The railroad was eventually scrapped and the Wheaton station was demolished. Today the site of the Wheaton CA&E station is now a parking lot. The large neon sign that adorned the side of the Wheaton station was saved and now adorns the front of Barn 4 at the Illinois Railway Museum.

Station Timetables


Oct. 5, 1919


Oct. 29, 1950


Dec. 9, 1951

Additional Photos


A freight train led by locomotives 3003 and 3004, is heading east through the Wheaton station while car 414 sits on the westbound track. Note the jumpers draped over the fencing between tracks and those hanging off of the end of car 414.

Photo from the collection of William Raia


Two headlights and a marker lamp are seen sitting on the Wheaton platform in March 1957.

Photo by JR Williams, from the Krambles-Peterson Archive


Car 415, seen decked out in a paint scheme proclaiming "Buy War Bonds," is at Wheaton on April 13, 1946. 415 was one of two cars on the CA&E to recive patriotic war-time liveries. The other was car 416, which carried the message "Fly for Navy."

Photo from the Van Dusen Collection
Photo No. ILL-15, IRM


An eastbound train composed of cars 456 and 422 meets a westbound train from Forest Park at Wheaton on March 14, 1957. Depending on the time of day, the westbound train could be about to be cut. In this situation car 402 will be sent to Aurora while car 426 (mostly obscured behind 402 and the utility pole) will be headed to Elgin. If not, both cars will be sent into Wheaton Yard.

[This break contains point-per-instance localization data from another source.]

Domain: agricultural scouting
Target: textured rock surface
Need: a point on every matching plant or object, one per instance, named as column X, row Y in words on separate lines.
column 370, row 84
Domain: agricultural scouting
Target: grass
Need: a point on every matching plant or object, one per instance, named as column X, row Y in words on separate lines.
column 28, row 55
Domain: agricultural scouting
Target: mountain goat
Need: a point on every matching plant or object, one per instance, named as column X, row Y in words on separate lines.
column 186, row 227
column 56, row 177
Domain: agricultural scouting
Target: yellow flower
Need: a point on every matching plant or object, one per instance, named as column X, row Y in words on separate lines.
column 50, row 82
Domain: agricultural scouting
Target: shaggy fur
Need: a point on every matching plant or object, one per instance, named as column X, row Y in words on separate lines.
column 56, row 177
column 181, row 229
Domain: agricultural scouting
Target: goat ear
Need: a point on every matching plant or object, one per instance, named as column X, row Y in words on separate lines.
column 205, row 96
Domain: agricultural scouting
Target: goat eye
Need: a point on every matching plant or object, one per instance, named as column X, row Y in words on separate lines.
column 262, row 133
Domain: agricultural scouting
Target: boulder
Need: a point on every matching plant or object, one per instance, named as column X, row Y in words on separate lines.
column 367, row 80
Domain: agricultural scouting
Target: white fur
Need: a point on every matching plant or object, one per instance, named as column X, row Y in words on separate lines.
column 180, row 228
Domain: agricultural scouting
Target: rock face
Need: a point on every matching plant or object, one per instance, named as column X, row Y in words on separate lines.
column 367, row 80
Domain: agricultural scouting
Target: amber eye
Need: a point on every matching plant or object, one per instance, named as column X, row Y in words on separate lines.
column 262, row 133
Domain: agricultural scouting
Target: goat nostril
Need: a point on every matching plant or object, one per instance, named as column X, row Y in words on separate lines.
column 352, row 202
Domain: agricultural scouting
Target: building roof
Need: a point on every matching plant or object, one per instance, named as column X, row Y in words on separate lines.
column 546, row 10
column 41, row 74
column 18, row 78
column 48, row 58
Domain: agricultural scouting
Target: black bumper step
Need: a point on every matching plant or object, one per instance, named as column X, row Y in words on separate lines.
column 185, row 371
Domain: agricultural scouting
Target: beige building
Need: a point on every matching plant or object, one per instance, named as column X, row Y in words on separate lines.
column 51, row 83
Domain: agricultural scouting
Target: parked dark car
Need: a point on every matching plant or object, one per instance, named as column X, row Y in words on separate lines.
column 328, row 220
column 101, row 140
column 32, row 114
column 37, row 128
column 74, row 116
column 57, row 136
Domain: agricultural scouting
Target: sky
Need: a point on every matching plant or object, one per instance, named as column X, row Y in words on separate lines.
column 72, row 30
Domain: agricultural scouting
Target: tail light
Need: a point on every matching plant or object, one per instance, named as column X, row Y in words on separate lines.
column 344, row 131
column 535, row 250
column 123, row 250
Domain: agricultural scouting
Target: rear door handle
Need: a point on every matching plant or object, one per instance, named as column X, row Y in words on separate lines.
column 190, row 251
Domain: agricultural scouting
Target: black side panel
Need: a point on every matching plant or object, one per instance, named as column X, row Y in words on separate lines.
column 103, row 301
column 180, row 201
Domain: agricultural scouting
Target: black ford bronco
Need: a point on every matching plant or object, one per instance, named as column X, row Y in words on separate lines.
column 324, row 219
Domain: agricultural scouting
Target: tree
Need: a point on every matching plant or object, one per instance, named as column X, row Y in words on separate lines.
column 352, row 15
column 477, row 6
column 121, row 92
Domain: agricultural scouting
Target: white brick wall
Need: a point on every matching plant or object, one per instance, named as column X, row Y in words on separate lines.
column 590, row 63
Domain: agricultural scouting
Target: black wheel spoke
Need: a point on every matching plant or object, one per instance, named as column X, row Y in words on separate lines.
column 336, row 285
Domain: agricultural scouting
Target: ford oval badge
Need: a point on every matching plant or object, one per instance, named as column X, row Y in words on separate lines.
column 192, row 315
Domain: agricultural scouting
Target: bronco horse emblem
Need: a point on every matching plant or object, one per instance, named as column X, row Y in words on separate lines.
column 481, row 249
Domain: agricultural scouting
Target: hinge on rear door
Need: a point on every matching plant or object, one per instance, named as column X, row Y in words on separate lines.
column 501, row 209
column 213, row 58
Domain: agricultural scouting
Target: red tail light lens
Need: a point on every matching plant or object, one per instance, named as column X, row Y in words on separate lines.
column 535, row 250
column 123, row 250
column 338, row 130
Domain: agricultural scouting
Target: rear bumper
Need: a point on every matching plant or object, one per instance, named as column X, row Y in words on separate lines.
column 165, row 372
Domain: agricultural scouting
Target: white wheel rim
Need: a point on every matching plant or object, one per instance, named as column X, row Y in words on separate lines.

Photo from the collection of Jay Williams


The end has come for the Roarin’ Elgin. The rails have rusted over and the hallmark of the railroad, the third rail, has already been taken off of the third rail chairs. Fortunately all isn’t lost. On March 24, 1962, we see EJ&E 212 hauling several CA&E cars past the Wheaton station and Main Street to be preserved at RELIC (today’s Fox River Trolley Museum).

Photo by TH Desnoyers, from the Krambles-Peterson Archive


  1. “NEW ELECTRIC LINES.” Chicago Daily Tribune 25 Feb. 1899: 13.
  2. “TO BUILD ELECTRIC RAILWAY.” Chicago Daily Tribune 26 Feb. 1899: 5.
  3. NEW STATION FOR THE AURORA, ELGIN & CHICAGO RAILROAD AT WHEATON, ILL.” Electric Railway Journal 23 Dec. 1911: 1280. Print. <via>
  4. ibid. 1281
  5. “HANDSOME NEW STATION AT WHEATON, ILL.” Electric Traction Weekly 12 Nov. 1912: 1082. Print.
  6. “Two Handsome Administration Buildings.” Electric Traction Weekly 24 Sep. 1910: 1041. Print.
  7. “HANDSOME NEW STATION AT WHEATON, ILL.” Electric Traction Weekly 12 Nov. 1912: 1081. Print.
  8. “Wheaton General Offices Burned.” Electric Traction Apr. 1913: 250. Print.
  9. Plachno, Sunset Lines - History 415
  10. Plachno, Sunset Lines - History 417
  11. “DU PAGE DEMS OPEN OFFICE FOR WORKERS.” Chicago Daily Tribune 25 Sep. 1960: W4.
  12. Juneau, William. “Firms Rent Stations After Service Ends.” Chicago Daily Tribune 6 Nov. 1960: W1.